Does it annoy you that the Fabian Society has the same name as you? I became perplexed when Havelock Ellis was a founding member..

Also, did you refuse to show my second response to the freewill issue concerning Schopenhauer?

Fabian Tassano said...

"Havelock Ellis was a founding member."

Well, those were the days of (foolish) idealism. All sorts of admirable people thought of themselves as socialist, e.g. H G Wells.

"Did you refuse to show my second response to the freewill issue?"

What second response? Didn't get it. And I don't use spam filters. Please send again.

If you're a repeat commenter, could you adopt a screen name e.g. "Dr No"? Otherwise it gets confusing. Ta.

Parham said...

HG Wells was a technocrat by the way. What was the foolish idealism that they were trying to pursue?

Fabian Tassano said...

"Anonymous" = "parham"?

The foolish idealism was an uncynical belief in the ability of the whole human race to form some kind of brotherhood of rationality.

What do you mean by "technocrat"?

The Prince of Truth said...

Yes Anonymous in this post is Parham, which is me with my new blogger display name.

By technocrat I mean "a government or organizational system where decision makers are usually highly skilled in fields of management or any other field. A technocratic government therefore is a government by experts."
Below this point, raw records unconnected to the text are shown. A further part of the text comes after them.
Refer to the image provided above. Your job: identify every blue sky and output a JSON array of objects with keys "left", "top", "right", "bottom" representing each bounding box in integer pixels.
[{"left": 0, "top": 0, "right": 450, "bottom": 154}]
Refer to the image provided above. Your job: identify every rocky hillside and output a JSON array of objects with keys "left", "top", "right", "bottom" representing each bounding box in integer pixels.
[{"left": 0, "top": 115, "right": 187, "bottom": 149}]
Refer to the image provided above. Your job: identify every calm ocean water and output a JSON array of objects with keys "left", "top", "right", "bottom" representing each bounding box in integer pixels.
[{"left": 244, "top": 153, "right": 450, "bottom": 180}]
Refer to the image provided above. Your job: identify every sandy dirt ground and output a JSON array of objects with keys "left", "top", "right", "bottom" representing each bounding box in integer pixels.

Perhaps Wells was also too idealistic about "experts"

Fabian Tassano said...

Re "technocracy", I think one has to make a distinction between:

(a) the belief in the desirability of having things decided by reference to people who are scientifically trained (a bit uncynical about the value of "training", but perhaps harmless per se);

(b) the belief that experts (e.g. doctors) should have the power to determine what happens to an individual regardless of whether he/she has agreed to this.

Yes, Wells was probably too idealistic about "experts", and also too uncynical about the possibility that belief (a) would be used to legitimise (b).